JUIF ERRANT
On voit dans la légende du Juif errant que ce personnage était cordonnier
de sa profession et qu'il se nommait Ahassvérus ; mais la complainte l'appelle Isaac
Laquedem. À l'âge de dix ans, il avait entendu dire que trois rois cherchaient le nouveau
roi d'Israël ; il les suivit et visita avec eux la sainte étable de Bethléem. Il allait
souvent entendre Notre-Seigneur. Lorsque Judas eut vendu son maître, Ahassvérus abandonna
aussi celui qu'on trahissait.
Comme on conduisait Jésus au Calvaire chargé de l'instrument de sa mort, le bon Sauveur
voulut se reposer un instant devant la boutique du cordonnier qui, craignant
de se compromettre, lui dit : « Allez plus loin, je ne veux pas qu'un criminel se repose
à ma porte. »
Jésus le regarda et lui répondit : « Je vais et reposerai ; mais vous marcherez et vous ne
reposerez pas ; vous marcherez tant que le monde durera ; et au jugement dernier
vous me verrez assis à la droite de mon Père. »
Le cordonnier prit aussitôt un bâton à la main et se mit à marcher sans pouvoir s'arrêter
nulle part. Depuis dix-huit siècles il a parcouru toutes les contrées du globe, sous le nom
du Juif errant. Il a affronté les combats, les naufrages, les incendies. Il a cherché
partout la mort et ne l'a pas trouvée.
Il a toujours cinq sous dans sa bourse. Personne ne peut se vanter de l'avoir vu ;
mais nos grands-pères nous disent que leurs grands-pères l'ont connu et qu'il a paru,
il y a plus de cent ans, dans certaines villes. Les aïeux de nos grands-pères en disaient
autant et les bonnes gens croient à l'existence personnelle du Juif errant.
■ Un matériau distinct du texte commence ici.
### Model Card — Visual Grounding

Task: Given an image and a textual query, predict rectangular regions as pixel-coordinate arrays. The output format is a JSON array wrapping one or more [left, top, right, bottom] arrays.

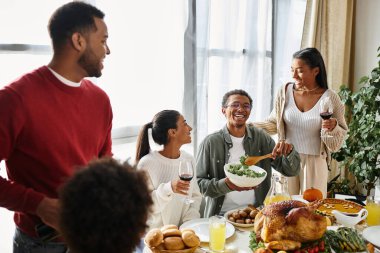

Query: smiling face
[[78, 18, 110, 77], [222, 94, 251, 129], [175, 115, 193, 144], [291, 58, 319, 89]]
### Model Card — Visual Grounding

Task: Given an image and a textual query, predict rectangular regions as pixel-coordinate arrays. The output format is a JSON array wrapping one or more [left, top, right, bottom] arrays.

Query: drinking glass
[[178, 160, 194, 204], [319, 97, 333, 137], [365, 196, 380, 226], [209, 215, 226, 252]]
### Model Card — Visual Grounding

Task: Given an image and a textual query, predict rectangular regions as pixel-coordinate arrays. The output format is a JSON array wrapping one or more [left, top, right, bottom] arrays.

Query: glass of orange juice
[[209, 215, 226, 252], [365, 196, 380, 226]]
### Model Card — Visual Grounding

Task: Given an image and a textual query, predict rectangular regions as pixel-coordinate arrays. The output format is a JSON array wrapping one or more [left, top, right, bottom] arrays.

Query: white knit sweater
[[253, 84, 348, 162], [137, 150, 202, 228]]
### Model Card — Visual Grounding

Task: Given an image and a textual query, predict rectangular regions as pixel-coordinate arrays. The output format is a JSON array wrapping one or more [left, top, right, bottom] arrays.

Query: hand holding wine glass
[[319, 97, 333, 137], [178, 160, 194, 204]]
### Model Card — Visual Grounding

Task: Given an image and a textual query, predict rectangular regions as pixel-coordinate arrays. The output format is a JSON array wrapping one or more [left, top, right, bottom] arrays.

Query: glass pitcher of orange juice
[[264, 174, 291, 206], [209, 215, 226, 253], [365, 196, 380, 226]]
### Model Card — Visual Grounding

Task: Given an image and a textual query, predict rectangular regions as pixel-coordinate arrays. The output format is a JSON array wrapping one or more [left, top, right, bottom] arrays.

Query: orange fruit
[[302, 187, 323, 202]]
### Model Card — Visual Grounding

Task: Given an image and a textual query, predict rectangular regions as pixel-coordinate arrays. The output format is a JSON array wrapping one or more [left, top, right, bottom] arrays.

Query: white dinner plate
[[180, 218, 235, 242], [363, 226, 380, 248], [224, 208, 255, 228]]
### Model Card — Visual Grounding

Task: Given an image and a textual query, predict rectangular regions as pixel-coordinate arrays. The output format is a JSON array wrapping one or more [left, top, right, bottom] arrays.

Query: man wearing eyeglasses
[[196, 90, 300, 217]]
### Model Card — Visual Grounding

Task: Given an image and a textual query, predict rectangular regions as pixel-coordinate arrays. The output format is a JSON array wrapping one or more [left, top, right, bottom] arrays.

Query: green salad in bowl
[[224, 156, 267, 187]]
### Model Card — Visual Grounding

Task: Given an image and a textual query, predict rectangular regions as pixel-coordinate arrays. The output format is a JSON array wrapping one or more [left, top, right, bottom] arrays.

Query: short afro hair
[[60, 158, 153, 253]]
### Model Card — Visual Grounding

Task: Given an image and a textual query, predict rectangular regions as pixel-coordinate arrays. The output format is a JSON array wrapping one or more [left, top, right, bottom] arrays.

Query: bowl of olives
[[224, 205, 259, 227]]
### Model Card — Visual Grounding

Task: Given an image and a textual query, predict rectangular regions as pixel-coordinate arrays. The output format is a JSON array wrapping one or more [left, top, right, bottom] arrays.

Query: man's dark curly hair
[[48, 1, 104, 50], [222, 89, 252, 107], [60, 158, 153, 253]]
Ce n'est pourtant qu'une allégorie ingénieuse, qui représente toute la nation juive,
errante et dispersée depuis l'anathème tombé sur elle. Leur race ne se perd point, quoique
confondue avec les nations diverses, et leurs richesses sont à peu près les mêmes dans tous
les temps aussi bien que leurs forces. La religion qu'ils professent les a jusqu'ici
distingués des autres hommes et en fera toujours un peuple isolé au milieu du monde.